The main risk I foresee is if MIPS announces that it has decided that it has no intention of seeking a buyer. If that turned out to be the case, all of the people who are currently holding in anticipation of a merger or acquisition announcement might jump ship. In that case, the value of the shares would decline, albeit with an adjusted cost basis of $6.40 per share, I would be somewhat insulated from losses.
I consider that risk to be an outlier, however. I feel that if it was a rumor that should be nipped in the bud, MIPS' management and/or Board of Directors would have done so already.
The other risk of the transaction is that a buyer is found, and that the buyer is willing to pay more that $7.65 cents per share, as that is the cap on what I can receive from this transaction. I consider a 9% gain over 45 days to be a successful transaction on its own, so I'm not concerned with this "risk" of leaving money on the table.

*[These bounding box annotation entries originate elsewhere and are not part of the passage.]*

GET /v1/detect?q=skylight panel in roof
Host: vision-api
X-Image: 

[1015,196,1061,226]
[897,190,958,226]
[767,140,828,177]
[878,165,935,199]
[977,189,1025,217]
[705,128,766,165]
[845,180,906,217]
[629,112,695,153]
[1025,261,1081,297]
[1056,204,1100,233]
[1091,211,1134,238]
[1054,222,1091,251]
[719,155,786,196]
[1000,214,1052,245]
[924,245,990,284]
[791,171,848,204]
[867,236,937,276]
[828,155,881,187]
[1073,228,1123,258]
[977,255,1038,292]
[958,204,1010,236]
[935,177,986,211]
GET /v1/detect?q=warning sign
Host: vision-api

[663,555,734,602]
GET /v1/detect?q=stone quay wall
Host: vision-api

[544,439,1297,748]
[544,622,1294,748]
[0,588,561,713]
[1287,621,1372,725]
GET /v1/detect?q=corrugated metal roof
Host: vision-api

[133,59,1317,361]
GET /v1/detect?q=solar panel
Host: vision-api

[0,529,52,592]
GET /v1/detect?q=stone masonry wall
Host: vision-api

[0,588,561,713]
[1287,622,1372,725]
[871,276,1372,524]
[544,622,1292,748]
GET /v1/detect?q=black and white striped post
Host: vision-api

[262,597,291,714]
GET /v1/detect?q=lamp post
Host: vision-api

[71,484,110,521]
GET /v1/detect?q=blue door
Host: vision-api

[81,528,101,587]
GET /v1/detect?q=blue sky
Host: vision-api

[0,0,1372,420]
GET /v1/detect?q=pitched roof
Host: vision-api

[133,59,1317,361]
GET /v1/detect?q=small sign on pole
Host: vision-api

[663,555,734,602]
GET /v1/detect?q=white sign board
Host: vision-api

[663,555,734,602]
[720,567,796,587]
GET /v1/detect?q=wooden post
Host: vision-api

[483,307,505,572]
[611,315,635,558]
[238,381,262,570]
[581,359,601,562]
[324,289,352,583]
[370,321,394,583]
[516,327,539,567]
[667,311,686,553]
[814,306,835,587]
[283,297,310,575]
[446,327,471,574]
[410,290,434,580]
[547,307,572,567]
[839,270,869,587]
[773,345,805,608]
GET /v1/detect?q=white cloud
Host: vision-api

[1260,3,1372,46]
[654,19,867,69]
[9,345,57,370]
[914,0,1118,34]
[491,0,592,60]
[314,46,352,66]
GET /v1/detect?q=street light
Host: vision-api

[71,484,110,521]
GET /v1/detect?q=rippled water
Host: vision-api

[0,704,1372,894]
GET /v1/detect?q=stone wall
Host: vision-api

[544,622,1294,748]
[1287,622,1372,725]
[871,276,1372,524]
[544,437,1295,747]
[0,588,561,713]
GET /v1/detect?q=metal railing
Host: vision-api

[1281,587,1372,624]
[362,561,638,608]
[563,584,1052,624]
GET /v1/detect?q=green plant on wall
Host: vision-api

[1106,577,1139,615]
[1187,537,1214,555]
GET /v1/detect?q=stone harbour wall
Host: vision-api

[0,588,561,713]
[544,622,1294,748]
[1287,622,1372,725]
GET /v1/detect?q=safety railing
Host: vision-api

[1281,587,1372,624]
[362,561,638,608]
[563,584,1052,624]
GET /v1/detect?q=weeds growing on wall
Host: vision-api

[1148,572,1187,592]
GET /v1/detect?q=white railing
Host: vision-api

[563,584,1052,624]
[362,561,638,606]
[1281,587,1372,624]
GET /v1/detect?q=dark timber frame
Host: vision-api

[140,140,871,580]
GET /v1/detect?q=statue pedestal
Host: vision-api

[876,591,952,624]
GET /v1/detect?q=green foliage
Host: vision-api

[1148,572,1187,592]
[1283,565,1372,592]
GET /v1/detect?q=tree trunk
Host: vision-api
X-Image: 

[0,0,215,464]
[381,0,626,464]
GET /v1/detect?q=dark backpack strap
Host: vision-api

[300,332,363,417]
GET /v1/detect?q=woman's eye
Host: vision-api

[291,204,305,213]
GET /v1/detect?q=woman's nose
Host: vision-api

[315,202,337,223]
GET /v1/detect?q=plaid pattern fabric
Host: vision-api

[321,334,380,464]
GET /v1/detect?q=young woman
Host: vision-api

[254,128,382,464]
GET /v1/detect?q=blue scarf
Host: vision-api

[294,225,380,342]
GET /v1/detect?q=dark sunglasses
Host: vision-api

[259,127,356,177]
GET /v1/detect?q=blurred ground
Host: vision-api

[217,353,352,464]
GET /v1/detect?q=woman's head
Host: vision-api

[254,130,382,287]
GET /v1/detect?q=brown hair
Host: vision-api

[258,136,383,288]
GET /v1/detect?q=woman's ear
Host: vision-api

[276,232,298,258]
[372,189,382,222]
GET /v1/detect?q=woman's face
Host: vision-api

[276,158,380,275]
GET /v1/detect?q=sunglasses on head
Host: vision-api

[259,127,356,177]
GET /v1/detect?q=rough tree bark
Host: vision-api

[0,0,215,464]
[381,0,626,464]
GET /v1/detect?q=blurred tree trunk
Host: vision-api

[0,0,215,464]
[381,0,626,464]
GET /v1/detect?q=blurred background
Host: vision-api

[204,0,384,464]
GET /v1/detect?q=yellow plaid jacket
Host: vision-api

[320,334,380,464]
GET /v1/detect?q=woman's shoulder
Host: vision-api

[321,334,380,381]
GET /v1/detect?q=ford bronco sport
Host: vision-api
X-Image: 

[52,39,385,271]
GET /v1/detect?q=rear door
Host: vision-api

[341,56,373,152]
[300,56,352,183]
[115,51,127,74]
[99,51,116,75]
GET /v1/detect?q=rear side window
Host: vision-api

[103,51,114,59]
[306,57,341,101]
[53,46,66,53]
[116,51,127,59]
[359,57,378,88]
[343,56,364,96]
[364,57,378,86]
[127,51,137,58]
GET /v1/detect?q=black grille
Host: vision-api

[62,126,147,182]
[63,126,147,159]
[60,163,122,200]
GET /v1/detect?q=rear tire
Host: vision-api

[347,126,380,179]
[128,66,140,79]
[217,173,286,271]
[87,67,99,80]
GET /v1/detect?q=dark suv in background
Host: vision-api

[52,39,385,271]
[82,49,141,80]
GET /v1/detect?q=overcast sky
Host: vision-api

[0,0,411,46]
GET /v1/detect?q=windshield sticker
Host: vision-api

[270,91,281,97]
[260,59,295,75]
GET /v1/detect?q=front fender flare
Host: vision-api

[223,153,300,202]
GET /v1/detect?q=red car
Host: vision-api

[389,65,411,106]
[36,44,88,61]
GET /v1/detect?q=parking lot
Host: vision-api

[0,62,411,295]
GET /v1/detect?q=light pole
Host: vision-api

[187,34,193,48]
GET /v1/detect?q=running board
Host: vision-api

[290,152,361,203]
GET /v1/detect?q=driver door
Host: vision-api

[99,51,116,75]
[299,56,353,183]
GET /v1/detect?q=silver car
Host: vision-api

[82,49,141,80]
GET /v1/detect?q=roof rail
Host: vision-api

Supposing that the share price is still above $7 at the close of trading on October 19, my shares will be called away. That, or I may simply buy the options back. If that is the case, the transaction will have been a successful and profitable one.
If the share price has fallen below $6.41, there will be a paper loss. The opportunity will still exist to sell additional calls against those shares, further lowering the basis, and increasing the likelihood for profit.
If the investment landscape is the same on October 22 as its is today, especially if MIPS options still command such a high price as they have over the last month, I will likely enter into an identical transaction by selling November or December calls against either newly acquired shares or the shares I own (if I buy back the option).
As a value investor, as the market has marched higher and higher, I've been watching my universe of investable companies. There are positions in my portfolio that I would love to add to, if only the shares weren't expensive. This transaction represents a new strategy for me - in coming to an understanding and executing upon it, I am greatly expanding my own universe of investment opportunities.Disclosure:
I am long MIPS. I wrote this article myself, and it expresses my own opinions. I am not receiving compensation for it (other than from Seeking Alpha). I have no business relationship with any company whose stock is mentioned in this article.
Additional Disclosure: I am long MIPS and short Oct 19 MIPS $7 Calls. This article is not investment advice - anyone considering mimicking this position or conducting a similar transaction should do their own due diligence and evaluate their goals, risk tolerance and all that other fun stuff.